FIFA has filed legal claims against former senior figures Sepp Blatter and Michel Platini in a bid to claw back an "undue payment" made more than eight years ago.
Football's world governing body had been advised by its own governance committee to go after the two million Swiss francs (€1.83m) which was paid to Platini and approved by Blatter while president of FIFA in early 2011.
Platini claimed the money was back pay for work he conducted for FIFA between 1998 and 2002.
FIFA investigated the matter and established that the payment had no basis in contract and was to be considered an undue payment under its ethics rules.
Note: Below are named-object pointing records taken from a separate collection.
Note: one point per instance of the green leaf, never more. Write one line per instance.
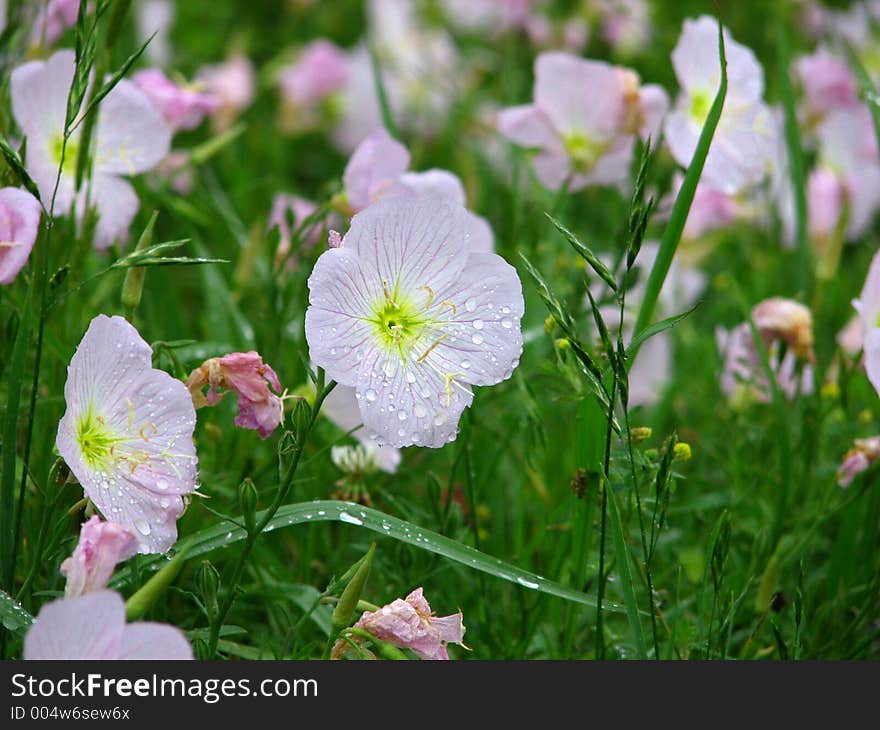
(585, 253)
(17, 371)
(226, 534)
(626, 574)
(12, 616)
(14, 161)
(681, 208)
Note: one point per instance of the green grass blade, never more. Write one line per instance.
(795, 159)
(626, 575)
(17, 373)
(681, 208)
(226, 534)
(12, 616)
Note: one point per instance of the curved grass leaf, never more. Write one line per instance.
(12, 616)
(226, 534)
(682, 206)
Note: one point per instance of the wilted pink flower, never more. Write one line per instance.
(54, 18)
(19, 226)
(581, 123)
(127, 433)
(320, 70)
(378, 169)
(341, 407)
(742, 144)
(864, 453)
(787, 320)
(743, 378)
(101, 545)
(827, 82)
(868, 307)
(410, 624)
(249, 377)
(183, 107)
(232, 82)
(404, 313)
(93, 627)
(130, 137)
The governance committee pointed out to the FIFA administration that the statute of limitation to seek compensation was almost up, with the deadline falling on 31 December.
It is understood the length of time it took to offer the advice was caused by a protracted criminal investigation into the matter by the Swiss Office of the Attorney General.
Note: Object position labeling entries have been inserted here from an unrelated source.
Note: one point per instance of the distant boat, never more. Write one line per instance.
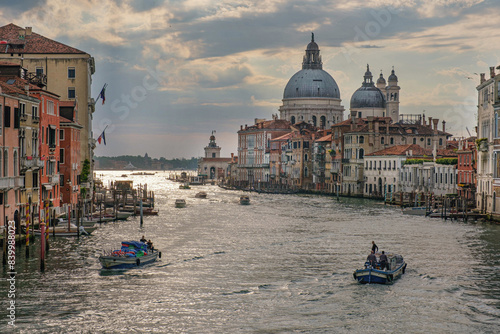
(129, 167)
(244, 200)
(201, 194)
(180, 203)
(374, 274)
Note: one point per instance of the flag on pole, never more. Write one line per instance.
(102, 94)
(102, 138)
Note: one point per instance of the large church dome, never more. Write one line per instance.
(312, 80)
(368, 96)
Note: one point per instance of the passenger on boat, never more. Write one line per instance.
(383, 261)
(372, 259)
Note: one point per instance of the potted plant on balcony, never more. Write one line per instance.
(482, 144)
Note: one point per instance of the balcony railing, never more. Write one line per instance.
(54, 179)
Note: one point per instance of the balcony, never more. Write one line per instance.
(18, 181)
(54, 179)
(30, 162)
(6, 183)
(38, 79)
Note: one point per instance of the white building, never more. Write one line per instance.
(488, 183)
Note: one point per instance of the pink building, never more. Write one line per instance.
(10, 180)
(69, 157)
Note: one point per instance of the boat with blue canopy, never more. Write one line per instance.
(374, 273)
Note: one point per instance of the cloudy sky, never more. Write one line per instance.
(178, 69)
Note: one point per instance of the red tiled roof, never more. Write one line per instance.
(33, 43)
(326, 138)
(216, 159)
(416, 151)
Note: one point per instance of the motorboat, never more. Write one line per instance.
(201, 194)
(396, 267)
(64, 231)
(132, 254)
(180, 203)
(244, 200)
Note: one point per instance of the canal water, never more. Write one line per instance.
(283, 264)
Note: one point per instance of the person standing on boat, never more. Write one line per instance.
(383, 261)
(372, 259)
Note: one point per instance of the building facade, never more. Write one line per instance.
(312, 95)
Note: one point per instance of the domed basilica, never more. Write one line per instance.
(312, 95)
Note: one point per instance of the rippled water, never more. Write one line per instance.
(282, 264)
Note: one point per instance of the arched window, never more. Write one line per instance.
(5, 163)
(16, 164)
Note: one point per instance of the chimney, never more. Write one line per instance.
(435, 121)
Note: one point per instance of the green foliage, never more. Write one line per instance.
(481, 140)
(447, 161)
(84, 175)
(415, 161)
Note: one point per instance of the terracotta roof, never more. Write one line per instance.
(401, 150)
(325, 138)
(416, 151)
(66, 104)
(33, 43)
(284, 137)
(401, 129)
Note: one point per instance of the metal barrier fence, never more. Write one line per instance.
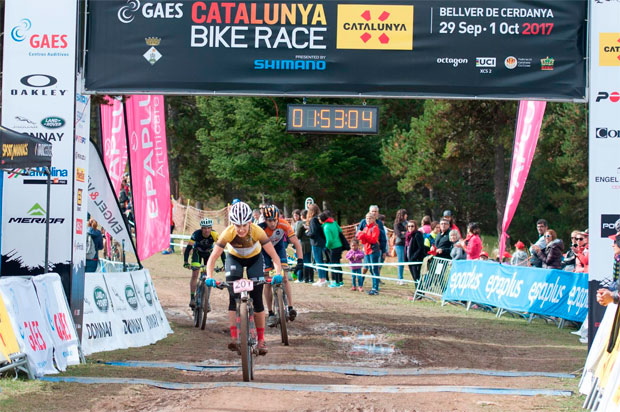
(433, 278)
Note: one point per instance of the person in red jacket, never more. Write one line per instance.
(369, 237)
(472, 243)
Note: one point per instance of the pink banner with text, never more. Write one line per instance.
(148, 156)
(526, 138)
(114, 140)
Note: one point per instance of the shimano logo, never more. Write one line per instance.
(126, 13)
(453, 61)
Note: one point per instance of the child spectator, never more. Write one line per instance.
(520, 257)
(355, 255)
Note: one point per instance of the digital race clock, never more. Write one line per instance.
(316, 118)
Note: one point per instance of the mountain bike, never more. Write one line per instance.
(247, 340)
(280, 302)
(203, 294)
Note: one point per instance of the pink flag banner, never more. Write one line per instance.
(528, 128)
(114, 140)
(148, 156)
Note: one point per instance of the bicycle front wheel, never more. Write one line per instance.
(282, 315)
(244, 341)
(204, 304)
It was announced in September 2015 that the payment was being investigated, but after nothing further was said by the OAG the committee felt compelled to act.
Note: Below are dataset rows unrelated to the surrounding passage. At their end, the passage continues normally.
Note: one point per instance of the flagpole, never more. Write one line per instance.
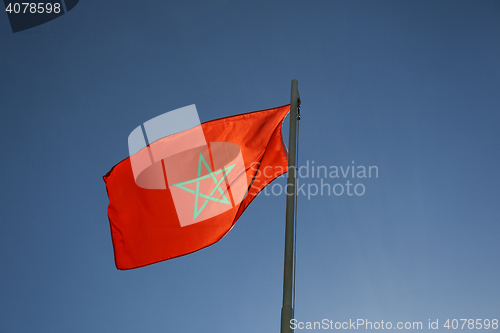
(287, 311)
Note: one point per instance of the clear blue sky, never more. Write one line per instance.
(411, 87)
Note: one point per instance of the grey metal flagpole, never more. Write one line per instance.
(288, 276)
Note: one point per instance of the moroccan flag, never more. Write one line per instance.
(185, 191)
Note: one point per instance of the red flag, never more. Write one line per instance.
(207, 188)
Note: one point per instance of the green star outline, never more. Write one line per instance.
(197, 180)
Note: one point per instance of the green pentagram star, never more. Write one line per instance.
(225, 171)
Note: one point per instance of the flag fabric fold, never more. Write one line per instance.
(145, 225)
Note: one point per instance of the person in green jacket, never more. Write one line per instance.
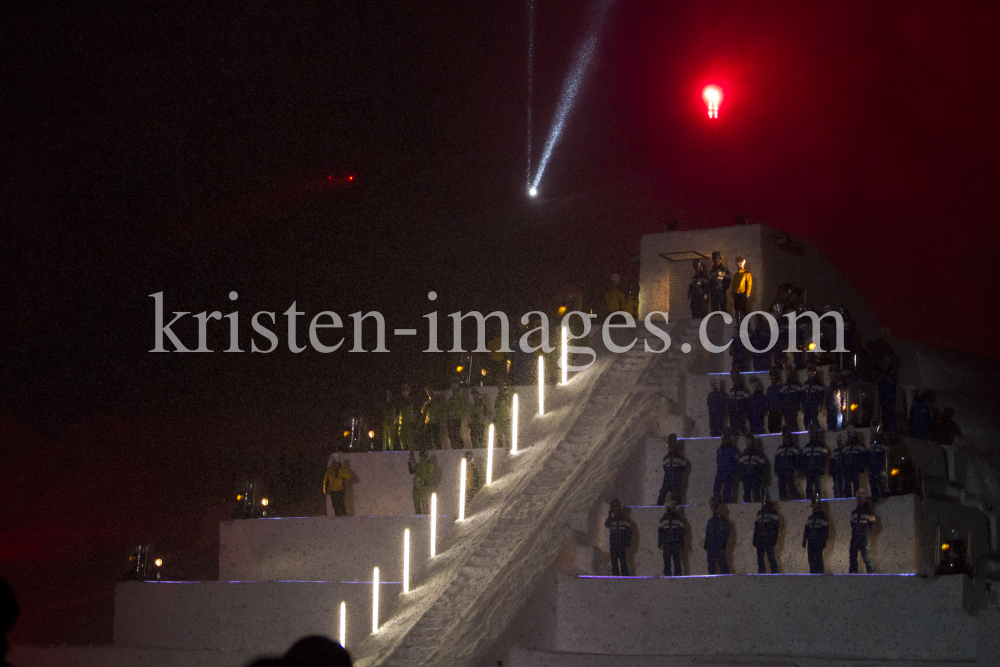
(405, 418)
(390, 420)
(479, 414)
(423, 481)
(433, 414)
(503, 415)
(458, 408)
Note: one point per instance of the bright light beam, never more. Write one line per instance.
(461, 491)
(571, 88)
(433, 524)
(406, 560)
(541, 386)
(343, 624)
(375, 600)
(564, 355)
(489, 458)
(513, 433)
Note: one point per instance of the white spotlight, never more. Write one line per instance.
(433, 523)
(513, 433)
(564, 357)
(461, 491)
(375, 600)
(343, 623)
(541, 385)
(406, 560)
(489, 458)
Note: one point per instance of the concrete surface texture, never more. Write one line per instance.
(895, 618)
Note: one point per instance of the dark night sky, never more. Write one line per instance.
(185, 148)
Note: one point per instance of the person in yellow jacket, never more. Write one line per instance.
(742, 284)
(334, 485)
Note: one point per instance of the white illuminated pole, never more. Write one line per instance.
(406, 560)
(489, 458)
(564, 359)
(433, 523)
(513, 433)
(375, 600)
(541, 385)
(343, 623)
(461, 492)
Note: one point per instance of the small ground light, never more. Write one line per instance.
(343, 624)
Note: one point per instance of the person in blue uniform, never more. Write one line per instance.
(717, 400)
(765, 536)
(791, 398)
(739, 404)
(619, 537)
(774, 401)
(878, 458)
(719, 279)
(670, 538)
(753, 469)
(757, 407)
(674, 467)
(814, 538)
(787, 461)
(853, 462)
(727, 462)
(862, 521)
(812, 394)
(716, 539)
(815, 458)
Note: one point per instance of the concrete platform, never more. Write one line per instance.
(640, 478)
(324, 549)
(894, 541)
(859, 617)
(246, 617)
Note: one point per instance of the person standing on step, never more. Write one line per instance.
(334, 485)
(716, 539)
(479, 414)
(670, 538)
(815, 536)
(727, 463)
(753, 469)
(457, 408)
(815, 458)
(423, 481)
(765, 535)
(862, 521)
(620, 537)
(787, 462)
(717, 400)
(674, 467)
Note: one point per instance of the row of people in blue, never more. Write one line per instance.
(756, 411)
(845, 464)
(767, 526)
FIFA has now acted on the committee's advice and said in a statement on Monday that if and when the money was recovered, it would "be fully channelled into football development, which is where (it) should have gone in the first place".
Both men were initially suspended for eight years in December 2015, with both sanctions reduced to six years on appeal.
In September 2016, Platini's suspension was further reduced to four years by the Court of Arbitration for Sport and his fine reduced from 80,000 Swiss francs to 60,000 Swiss francs (€54,777).
The Swiss Federal Tribunal confirmed the decision of CAS in June 2017 and ordered Platini to pay a further 22,000 Swiss francs in legal expenses to FIFA.
FIFA is also trying to reclaim all fines and legal costs related to the case, as well as the initial payment.
Platini, who was president of European football's governing body UEFA from 2007 to 2015 and who had been widely expected to succeed Blatter as FIFA president, completed his suspension in October of this year.
In 2015, Blatter said he had "done nothing illegal or improper" in a statement via his lawyers and Platini said in September of that year: "I wish to clarify that, for the period 1998 to 2002, I was employed by FIFA to work on a wide range of matters relating to football.
"It was a full-time job and my functions were known to all. The remuneration was agreed at the time and after the initial payments were made, the final outstanding amount of two million Swiss francs was paid in February 2011.
"This income has all been fully declared by me to the authorities, in accordance with Swiss law."